Objective: For the first time, technical developments in helical, high-resolution 64-slice computer-assisted-tomographical-scanning (CT) allows for analysis of cardiac pathology including coronary morphology. Here, we present results of a multicenter study assessing the value CT-angiography as a preoperative diagnostic tool in identifying target vessels for coronary artery bypass grafting (CABG) surgery.
Methods: Thirty-two patients aged 64+/-9.0 years, 30 with confirmed coronary disease (angiography or scintigraphy) and 2 controls, underwent helical CT analysis. Scans were reviewed in a blinded fashion and potential target vessels for CABG were identified by seven individual reviewers. Results were compared with those from conventional coronary angiography and with the target vessels chosen at surgery.
Results: Results showed a high positive predictive value for targeting at surgery, which was comparable for both conventional angiography and CT scan (LAD 100% vs 97%, RCx 96% vs 93%, 67% vs 56%). In one patient, who presented with clinical signs of CAD and positive scintigraphy results, conventional angiography revealed no stenotic lesion and CT scan was used to confirm main stem disease.
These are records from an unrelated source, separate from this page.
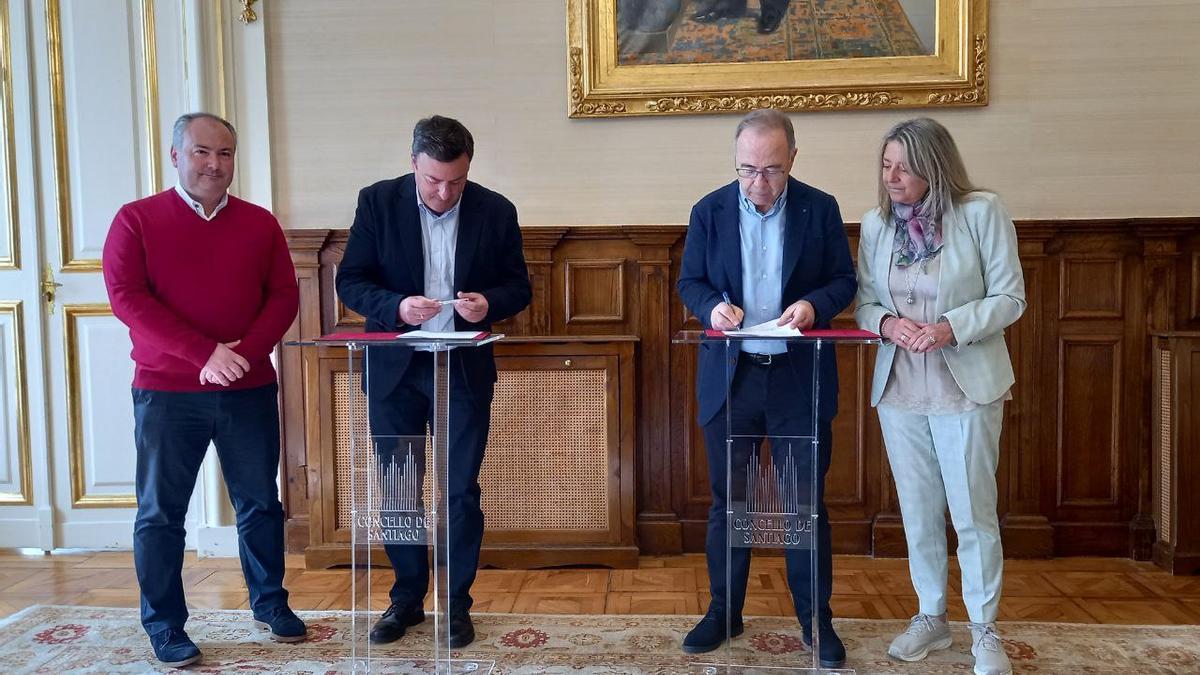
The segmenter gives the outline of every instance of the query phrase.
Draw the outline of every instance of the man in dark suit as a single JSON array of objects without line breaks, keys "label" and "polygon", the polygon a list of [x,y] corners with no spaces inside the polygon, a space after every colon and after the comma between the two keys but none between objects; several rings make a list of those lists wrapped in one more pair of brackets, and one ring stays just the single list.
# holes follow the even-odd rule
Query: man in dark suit
[{"label": "man in dark suit", "polygon": [[[787,115],[773,109],[755,110],[743,118],[734,138],[738,180],[710,192],[692,208],[679,271],[679,295],[706,328],[728,330],[766,321],[800,330],[828,328],[857,291],[838,202],[788,175],[796,160],[796,135]],[[838,365],[833,350],[823,350],[817,364],[820,399],[814,401],[812,377],[818,374],[812,371],[812,352],[811,346],[794,342],[743,342],[732,357],[732,381],[727,381],[724,346],[700,346],[698,422],[704,429],[713,492],[706,542],[713,598],[704,619],[684,639],[685,652],[712,651],[743,631],[749,549],[730,551],[732,567],[726,585],[730,429],[725,406],[730,405],[733,432],[743,437],[810,436],[812,416],[817,416],[821,477],[816,495],[817,569],[811,569],[808,550],[788,549],[787,583],[805,640],[810,641],[811,580],[816,580],[821,665],[836,668],[846,658],[846,650],[833,631],[829,609],[833,556],[824,508],[830,422],[838,407]],[[773,443],[773,453],[780,446]],[[740,467],[744,472],[749,443],[739,440],[733,453],[734,471]],[[805,448],[793,458],[799,476],[810,474],[809,456]]]},{"label": "man in dark suit", "polygon": [[[337,294],[366,317],[368,331],[490,330],[529,304],[532,291],[511,202],[467,180],[474,139],[457,120],[434,115],[413,130],[413,173],[359,193]],[[450,304],[438,300],[456,299]],[[433,428],[433,353],[367,350],[367,416],[377,437],[424,436]],[[484,539],[479,470],[487,444],[496,360],[491,345],[451,350],[449,390],[449,643],[475,639],[470,585]],[[380,455],[395,453],[377,444]],[[388,466],[380,456],[380,464]],[[400,462],[402,465],[402,462]],[[424,458],[418,458],[424,473]],[[420,476],[418,477],[420,478]],[[420,482],[418,480],[418,484]],[[425,546],[384,546],[396,573],[391,605],[371,641],[391,643],[425,620]]]}]

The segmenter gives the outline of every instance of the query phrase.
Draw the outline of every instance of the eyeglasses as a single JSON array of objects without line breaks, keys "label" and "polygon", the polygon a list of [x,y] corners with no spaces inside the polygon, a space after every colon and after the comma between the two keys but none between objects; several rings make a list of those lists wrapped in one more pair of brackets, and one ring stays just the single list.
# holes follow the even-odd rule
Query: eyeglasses
[{"label": "eyeglasses", "polygon": [[784,173],[786,173],[781,167],[767,167],[762,169],[757,167],[734,167],[733,171],[738,172],[738,175],[740,175],[742,178],[755,179],[758,178],[760,174],[762,174],[762,177],[766,178],[767,180],[770,180],[772,178],[779,175],[784,175]]}]

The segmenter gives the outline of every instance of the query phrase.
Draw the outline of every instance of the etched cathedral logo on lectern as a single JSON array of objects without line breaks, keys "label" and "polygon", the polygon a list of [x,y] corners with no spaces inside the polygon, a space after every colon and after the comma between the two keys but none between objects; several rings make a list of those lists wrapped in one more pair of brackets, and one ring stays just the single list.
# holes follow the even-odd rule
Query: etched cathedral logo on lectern
[{"label": "etched cathedral logo on lectern", "polygon": [[[403,454],[401,454],[403,446]],[[367,476],[366,514],[360,516],[368,543],[428,543],[422,488],[425,440],[377,438],[374,466]],[[397,458],[400,461],[397,461]]]},{"label": "etched cathedral logo on lectern", "polygon": [[[808,549],[812,546],[812,490],[800,478],[791,443],[774,450],[775,464],[750,447],[744,478],[730,497],[730,545],[736,548]],[[769,458],[770,455],[768,455]]]}]

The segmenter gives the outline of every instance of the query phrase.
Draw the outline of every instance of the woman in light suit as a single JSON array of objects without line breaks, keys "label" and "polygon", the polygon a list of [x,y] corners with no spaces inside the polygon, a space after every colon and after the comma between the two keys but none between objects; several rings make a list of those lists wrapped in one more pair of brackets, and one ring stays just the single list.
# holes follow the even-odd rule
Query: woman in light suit
[{"label": "woman in light suit", "polygon": [[877,406],[920,610],[888,653],[919,661],[950,646],[947,506],[959,537],[977,675],[1012,671],[996,634],[1003,551],[996,464],[1013,365],[1004,328],[1025,311],[1013,221],[967,178],[946,127],[898,124],[881,149],[880,205],[863,216],[859,327],[883,335]]}]

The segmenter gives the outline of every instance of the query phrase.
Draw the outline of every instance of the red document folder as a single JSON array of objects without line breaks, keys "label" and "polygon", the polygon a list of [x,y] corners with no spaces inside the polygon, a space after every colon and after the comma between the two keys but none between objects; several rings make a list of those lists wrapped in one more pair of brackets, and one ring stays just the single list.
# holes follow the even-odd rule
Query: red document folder
[{"label": "red document folder", "polygon": [[[317,338],[318,342],[390,342],[403,340],[407,333],[330,333]],[[480,330],[472,336],[472,340],[482,340],[491,335],[487,330]],[[414,340],[428,340],[428,338],[414,338]]]},{"label": "red document folder", "polygon": [[[709,338],[725,338],[724,330],[714,330],[708,328],[704,330],[704,335]],[[878,340],[880,336],[870,330],[863,330],[859,328],[816,328],[812,330],[802,330],[802,338],[821,338],[827,340]]]}]

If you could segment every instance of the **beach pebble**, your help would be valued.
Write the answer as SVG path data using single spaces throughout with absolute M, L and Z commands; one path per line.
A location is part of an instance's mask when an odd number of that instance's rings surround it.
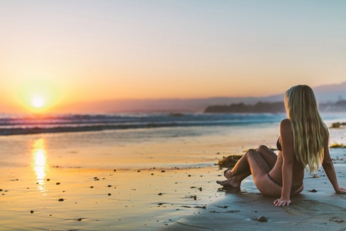
M 268 221 L 268 219 L 267 219 L 267 218 L 264 217 L 264 216 L 261 216 L 260 217 L 259 217 L 259 218 L 257 219 L 257 220 L 260 222 L 266 222 Z

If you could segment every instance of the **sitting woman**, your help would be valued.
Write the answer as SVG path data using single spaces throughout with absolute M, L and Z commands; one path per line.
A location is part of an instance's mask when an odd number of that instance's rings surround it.
M 318 168 L 319 161 L 337 193 L 346 193 L 339 187 L 329 155 L 329 133 L 318 112 L 312 90 L 306 85 L 293 87 L 285 95 L 288 118 L 280 124 L 276 155 L 264 145 L 250 149 L 233 169 L 224 172 L 227 179 L 217 181 L 224 186 L 240 186 L 242 181 L 252 174 L 255 184 L 265 196 L 280 197 L 277 206 L 289 205 L 292 195 L 303 191 L 304 169 L 310 173 Z

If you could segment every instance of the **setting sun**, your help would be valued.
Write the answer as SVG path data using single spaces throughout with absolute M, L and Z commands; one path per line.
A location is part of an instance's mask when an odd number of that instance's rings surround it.
M 44 100 L 42 97 L 35 97 L 33 98 L 31 103 L 34 107 L 39 108 L 44 105 Z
Conclusions: CT-angiography sufficiently allows for target vessel determination for CABG. In individual cases, visual assessment of the left main coronary artery and the proximal left anterior descending artery (LAD) via CT-angiography may be superior to conventional angiography. However, while there is no difference in positive predictive targeting value, sensitivity and specificity of conventional angiography is still superior. Also, improvements in the methodology of evaluation and presentation of CT-findings are necessary. Our data suggest that CT-angiography may be used as a clinical alternative to conventional angiography in preoperative assessment for cardiac surgery.